Marissa Mayer Is Under Fire For A Very Unusual Reason

Photo: Jason Alden/Bloomberg/Getty Images.
The tech industry is well-known for its lack of women, and for those women who stick it out long-term, the poor treatment they sometimes have to deal with is well-documented. That is partly what makes the latest scandal within the tech world incredibly unusual.

Jezebel reports that Yahoo CEO Marissa Mayer and other female Yahoo executives are being sued by a former employee for gender discrimination — against men. The San Jose Mercury News reports that the lawsuit claims, “Mayer encouraged and fostered the use of (an employee performance-rating system) to accommodate management’s subjective biases and personal opinions, to the detriment of Yahoo’s male employees." The suit is being brought by Scott Ard, a former editor at Yahoo and current editor-in-chief of the Silicon Valley Business Journal.

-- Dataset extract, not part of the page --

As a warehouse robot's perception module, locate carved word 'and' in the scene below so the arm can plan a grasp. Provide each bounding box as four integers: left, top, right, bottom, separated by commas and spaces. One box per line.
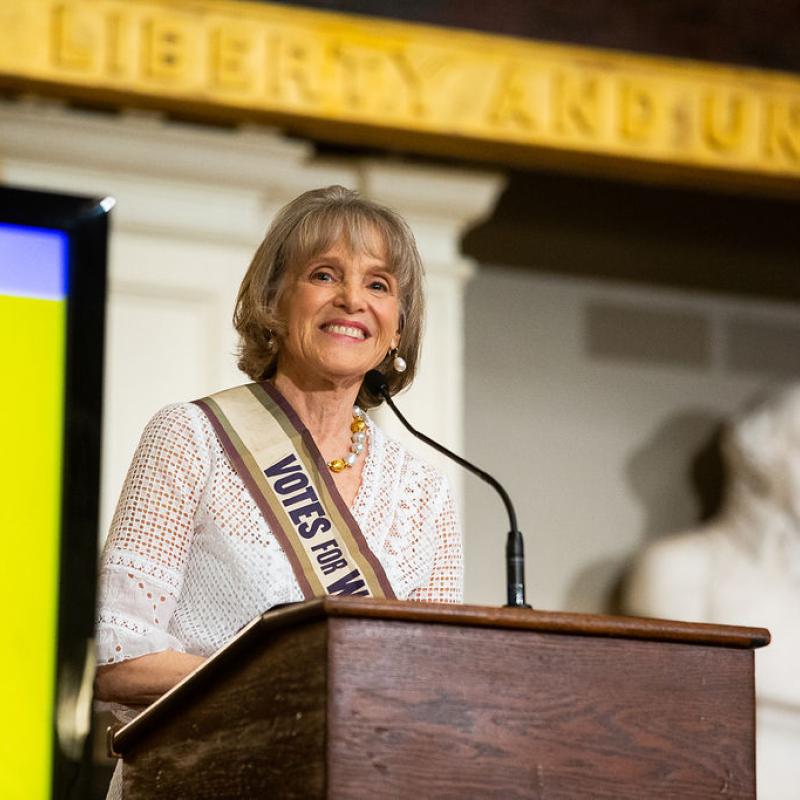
29, 2, 800, 169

Ard claims that when former chief marketing officer Kathy Savitt began, Yahoo's editorial leadership was more than 80% male; less than two years later, that same group of managers was more than 80% female. The lawsuit claims that Savitt purposefully hired women, and fired men, on the basis of their gender.

Yahoo spokesperson Carolyn Clark told the San Jose Mercury News that its performance review program helps employees "develop and do their best work," and is built on "fairness." Ard, however, alleges that this system allowed Yahoo to fire employees without reporting that it was conducting a mass layoff, in violation of California law.

Overall, from 2014 to 2015, Yahoo saw a 1% increase in women in leadership roles, from 24% to 25%. And while Yahoo hasn't yet reported its diversity numbers for this year, it was 62% male in 2015.

Whether or or not illegal gender-discriminatory hiring practices were in place within Ard's department, the numbers above would seem to indicate that wasn't the case across the board.

It'll be interesting to follow the outcome of this lawsuit, since it raises some interesting questions. If Silicon Valley firms are being challenged to hire more women, can it be classified as discrimination if men are passed over for jobs in favor of women with the same qualifications? Or are suits like this merely growing pains, and to be expected as men realize what it's been like to be a woman for the past 50 years?